From WP I get the impression that the work-in-progress now called HTTP/3 was not necessarily designed supposed to supplant HTTP/2:
> On 28 October 2018 in a mailing list discussion, Mark Nottingham, Chair of the IETF HTTP and QUIC Working Groups, made the official request to rename HTTP-over-QUIC as HTTP/3 to "clearly identify it as another binding of HTTP semantics to the wire protocol ... so people understand its separation from QUIC"
Any opinions on how things are likely to play out?
I believe this is the separation of the transport layer protocol (QUIC) from the application layer protocol (HTTP/3). QUIC can be seen as a replacement for TCP. HTTP over QUIC then becomes HTTP/3 - with improvements in latency and head-of-line blocking over HTTP/2. So in that sense it will supplant HTTP/2 as QUIC gets adopted more widely.
Yes, it's "almost" comical. The advantage of having a CDN with a pop in every city, vs. just having 3 or 4 well placed POP's around the world will be marginal once HTTP3 is broadly supported.
Aside from lowering latency, a big "edge footprint" also naturally load-balances and allows for more specialized localization, from what I can think of off the top of my head. I don't have much practical experience here so correct me if my speculation is off, anyone.
I haven't been following the TLS1.3 development. What is the current state of SNI encryption? Is it possible to encrypt the name of the host you're trying to connect to?
At the point where the last drafts of TLS 1.3 were shaping up, Eric (Rescorla)'s initial ideas for how to achieve eSNI had failed and the extant draft was only a problem statement.

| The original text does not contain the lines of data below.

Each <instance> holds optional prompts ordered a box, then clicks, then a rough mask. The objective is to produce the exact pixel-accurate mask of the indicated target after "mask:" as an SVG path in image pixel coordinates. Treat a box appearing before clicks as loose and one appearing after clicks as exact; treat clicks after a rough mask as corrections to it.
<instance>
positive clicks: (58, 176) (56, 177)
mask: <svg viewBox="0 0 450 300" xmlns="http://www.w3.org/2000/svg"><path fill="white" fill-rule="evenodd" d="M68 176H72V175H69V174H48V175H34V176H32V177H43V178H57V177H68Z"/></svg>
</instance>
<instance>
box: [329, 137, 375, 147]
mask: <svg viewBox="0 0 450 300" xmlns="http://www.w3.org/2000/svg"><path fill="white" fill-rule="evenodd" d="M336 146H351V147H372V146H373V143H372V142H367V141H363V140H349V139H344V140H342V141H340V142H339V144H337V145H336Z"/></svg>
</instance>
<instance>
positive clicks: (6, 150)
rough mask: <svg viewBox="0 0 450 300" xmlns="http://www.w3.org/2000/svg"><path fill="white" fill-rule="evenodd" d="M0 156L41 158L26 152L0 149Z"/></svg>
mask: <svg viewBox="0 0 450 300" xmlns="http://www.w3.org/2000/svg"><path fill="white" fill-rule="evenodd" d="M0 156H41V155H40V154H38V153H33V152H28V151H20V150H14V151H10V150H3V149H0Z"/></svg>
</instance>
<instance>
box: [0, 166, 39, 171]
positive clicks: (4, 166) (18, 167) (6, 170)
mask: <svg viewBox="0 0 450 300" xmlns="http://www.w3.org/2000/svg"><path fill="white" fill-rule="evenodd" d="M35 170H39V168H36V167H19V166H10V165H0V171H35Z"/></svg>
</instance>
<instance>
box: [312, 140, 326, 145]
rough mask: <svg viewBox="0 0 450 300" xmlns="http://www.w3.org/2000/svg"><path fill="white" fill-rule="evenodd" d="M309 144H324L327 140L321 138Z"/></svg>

It basically said: Here is what eSNI needs to achieve in our opinion, we don't know how to do that
Between that point and when TLS 1.3 was published, several people brainstormed a proof of concept for how to actually make it work, which so far led to the draft you've linked.
The eSNI draft is defined as an extension to TLS 1.3 but - since the whole point is to deny snoopers information about who we're talking to - if we have to "fall back" to not doing eSNI because the server isn't compatible then we lost.
Cloudflare and Firefox devs cooperate to implement drafts of eSNI, so if you have a recent Firefox and a site which has opted into Cloudflare's trial of this feature, then it works for you, but the drafts definitely will change further and you should not go building anything based on this draft that you aren't able to support updating to future drafts or abandon altogether weeks or months from now.
> Cloudflare and Firefox devs cooperate to implement drafts of eSNI, so if you have a recent Firefox and a site which has opted into Cloudflare's trial of this feature, then it works for you, ...
Well, at least not yet with the latest release version of Firefox (v69). Tested with Cloudflare's own page for testing eSNI browser support (and TLS 1.3, DNSSEC & DoH). Firefox supports the other three but not eSNI, according to that page. Even the Dev channel (v71) has no support.
The link you posted is the right one, but it’s to the Internet-Draft. This is the step prior to becoming an RFC, where revisions are stored for everyone (including implementors) to use. So (for example) when you hear someone saying “I support TLS 1.3 Draft 8”, that means they support version 8 of the Internet-Draft.